While the People’s Bank of China is taking remedial action to tackle unregulated selling of wealth management products within the country’s borders, it has also approved plans to to launch a new pilot programme allowing individual households to make financial investments overseas. One of the complaints of onshore Chinese investors has been about the paucity of domestic investment options and choices, which has led to the ‘Chinese housewife’ phenomenon of buying physical gold. Singapore’s Business Times reports that the new programme will allow individual households to make financial investments overseas, largely seen as a sign of the country’s progress towards capital account liberalisation.
Singaporean banks DBS and UOB are enjoying record high fees and commissions from selling wealth management products. Asian Banking and Finance quotes Phillip Securities as saying that as client relationships develop and affluence in the region grows, “we expect this to drive (further) growth. Fees and commission (should) grow in importance as (this banking activity) is less capital intensive and thus favoured in view of high Basel III capital requirements.”
Three former Dominion Finance directors have pleaded guilty to misleading investors by making untrue statements in offer documents. The Sydney Morning Herald reports that Rick Bettle, Vance Arkinstall and Paul Forsyth, who were also directors of North South Finance, admitted the Securities Act charges on Wednesday in the High Court at Auckland. Dominion Finance Group went into receivership in 2008, and North South Finance followed in 2010. Both were subsidiaries of NZX-listed Dominion Finance Holdings, which was placed in liquidation in 2009.

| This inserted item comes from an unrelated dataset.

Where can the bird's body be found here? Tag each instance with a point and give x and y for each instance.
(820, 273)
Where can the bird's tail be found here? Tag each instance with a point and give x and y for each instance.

While debate rages around the banking world about executive pay, consider this pension payout to the retiring chairman and CE of drug distribution company McKesson. John Hammergren’s retirement package sets a new record in corporate America, being a lump sum payment of USD$159 million. According to the Sydney Morning Herald, chief executives of those companies in the Standard & Poor’s 500 index that award pensions receive an average benefit of about USD$7 million.
Australian bank Westpac says that it is aiming for a 50:50 split between men and women in leadership roles by 2017, up from the current target of 40% women, 60% men. Banking Day reports that the Workplace Gender Equality Agency says Westpac achieved its 40 % target two years ahead of schedule. The bank set that target in 2010, when the percentage of women in leadership roles was one third.
Standard Chartered’s head of private banking in Singapore, Shayne Nelson, moves to Emirates NBD as group CE. Latham & Watkins partner Kai Schneider joins Clifford Chance in Singapore to lead the funds’ team. Barclays has promoted Ken Wei Wong to be head of bond syndication in Asia (ex-Japan).
Taiwanese politicians can be accused of taking a robust democracy a little too far. Since the 1980s, the country’s parliament has become famous for its fisticuffs, hair pulling, shoe throwing and microphone bashing, with up to 50 people piling into the fray at times. And yesterday, after a period of relative calm since 2008, another fight broke out, this time over taxes on share trading. As this YouTube clip shows, the mainly women legislators pushed and shoved each other, pulled each other’s hair, tore at clothes, and one even tossed water over rival lawmakers. Security guards were called in to break up the scuffle. It is unclear who won.